Frederick M. Brown/Getty Images Entertainment/Getty Images

'Dirty John's Kevin Zegers Explains Why His Twin Daughters Call Him An Alcoholic

Many parents out there struggle with addiction issues, including Dirty John star Kevin Zegers. Recently, Zegers came under fire because he shared a video of his twin 3-year-old daughters referring to him as an alcoholic. Although this move might seem unorthodox to some, there's an important reason why Kevin Zegers' daughters call him an alcoholic.

For those who aren't already familiar with Zegers' work, he played Toby in Bravo's Dirty John. He also starred in the Air Bud movies and Fear The Walking Dead, among other projects.

As for Zegers' bout with alcoholism? That happened shortly after he moved to Los Angeles from Canada when he was 17 years old.

“I was very uncomfortable around large groups of people. I didn’t deal well with stress, I didn’t deal well with traveling, I didn’t deal well with relationships, and so I found that alcohol was an easy way for me to make all of that okay for a while," he told Flaunt magazine in September 2013, just two years after he got sober.

If Zegers seems very open about his struggle, it's because he is. The dad is so honest, in fact, that he has taught his 3-year-old daughters — Blake and Zoe — to call him an alcoholic.

Zegers shared evidence of this on Wednesday, via an Instagram video of his wife, Jaime Feld, asking his daughters what their dad is. Feld then reminds the girls that Zegers is away an at Alcoholics Anonymous meeting.

Learning ’em young. #aameeting,” Zegers captioned the post.

Zegers received some backlash for the video, mostly from people who think kids are too young to comprehend the meaning of alcoholism.

One person commented:

Not sure what this is supposed to mean, teach kids what ... that it's okay/funny to be an alcoholic ... I am just confused with this message, I get letting your kids know things when they are young but maybe they are a wee bit too young to understand that this is something not to be positive about, yes, that he's going to meetings, that's good, but as a whole it's not a subject for kids to think is okay.

Someone else asked: "What the f—k is wrong with you guys??"

Another person chimed in: "They are children, they can't fully understand the situation."

Others, however, were inspired by the message.

"Love this," a supporter commented. "In my opinion, it’s better to be honest with kids rather than lie to them and even harder to try and correct that lie later on."

"Awww this reminds me of me when I was little. My daddy has been sober for over 15 years," another person wrote. "I used to go to AA meetings with him since I was 3 years old.
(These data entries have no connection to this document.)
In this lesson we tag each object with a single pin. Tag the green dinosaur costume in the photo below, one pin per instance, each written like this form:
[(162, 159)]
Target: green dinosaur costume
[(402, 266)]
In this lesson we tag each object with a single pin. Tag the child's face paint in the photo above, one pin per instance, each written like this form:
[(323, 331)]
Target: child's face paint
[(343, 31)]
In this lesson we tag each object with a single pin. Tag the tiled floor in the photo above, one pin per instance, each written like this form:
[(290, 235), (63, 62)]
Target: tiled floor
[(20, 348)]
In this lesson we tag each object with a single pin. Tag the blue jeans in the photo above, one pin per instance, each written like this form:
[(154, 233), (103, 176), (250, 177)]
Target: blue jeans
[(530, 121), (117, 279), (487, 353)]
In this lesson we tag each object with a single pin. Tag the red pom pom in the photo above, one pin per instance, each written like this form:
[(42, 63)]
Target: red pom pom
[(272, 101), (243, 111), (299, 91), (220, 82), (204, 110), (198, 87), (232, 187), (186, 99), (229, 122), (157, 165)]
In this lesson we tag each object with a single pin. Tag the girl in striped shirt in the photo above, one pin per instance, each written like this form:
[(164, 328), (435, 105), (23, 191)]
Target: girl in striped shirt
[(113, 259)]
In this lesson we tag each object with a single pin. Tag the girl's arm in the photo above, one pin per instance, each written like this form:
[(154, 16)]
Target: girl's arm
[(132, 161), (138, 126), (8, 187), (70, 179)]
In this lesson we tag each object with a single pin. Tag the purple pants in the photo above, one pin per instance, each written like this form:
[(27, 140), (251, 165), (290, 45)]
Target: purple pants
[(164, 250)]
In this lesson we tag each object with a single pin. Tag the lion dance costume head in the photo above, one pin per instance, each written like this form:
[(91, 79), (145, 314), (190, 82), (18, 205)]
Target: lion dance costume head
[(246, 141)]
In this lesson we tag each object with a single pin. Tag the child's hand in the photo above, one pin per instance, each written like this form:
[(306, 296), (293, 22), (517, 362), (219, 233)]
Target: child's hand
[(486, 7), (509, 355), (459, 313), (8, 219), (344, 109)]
My father broke the cycle with him. So I have to give you a high 5 and remember to take it one day at a time."

One fan commented:

My father was an alcoholic. I found out when i was 17. He went to rehab and now he has been sober for three years. I’m 25 now. I wish I had known how much he was struggling earlier on in my life. I think I would’ve sympathized with him more and maybe understood his intentions better. I think this is a powerful message and I would never want my dad to be ashamed of what he’s been through and how far he’s come.

Following the heated debate on his Instagram page, Zegers released a message on Thursday addressing the controversy.

“Some people seem to have taken issue with my previous post. Let me clarify. Being in recovery is a part of my life,” he said. “Being an ‘alcoholic’ doesn’t mean that I drink. Quite the contrary. When I’m not home for bedtime, my girls often insist on knowing where I am. Instead of lying to them, or projecting an archaic stigma, we choose to tell them the truth. ‘Daddy’s at a meeting.’”

He continued: “Our hope is that we teach our girls some empathy and understanding about addiction. That in spite of being an alcoholic they have a father who has chosen a healthy way to live. For 8 years, I’ve chosen to live a clean and sober life that involves much more than just not drinking.”

The note concluded: “I choose to share this because too many people, like some commenting below, want to shame people with addiction and mental health issues back into the shadows. My choice is to crack the window open so others can see what’s possible on the other side.”

Of course, Zegers' approach isn't for everyone. But I think many people can agree that it's refreshing to see a celebrity parent address addiction so openly.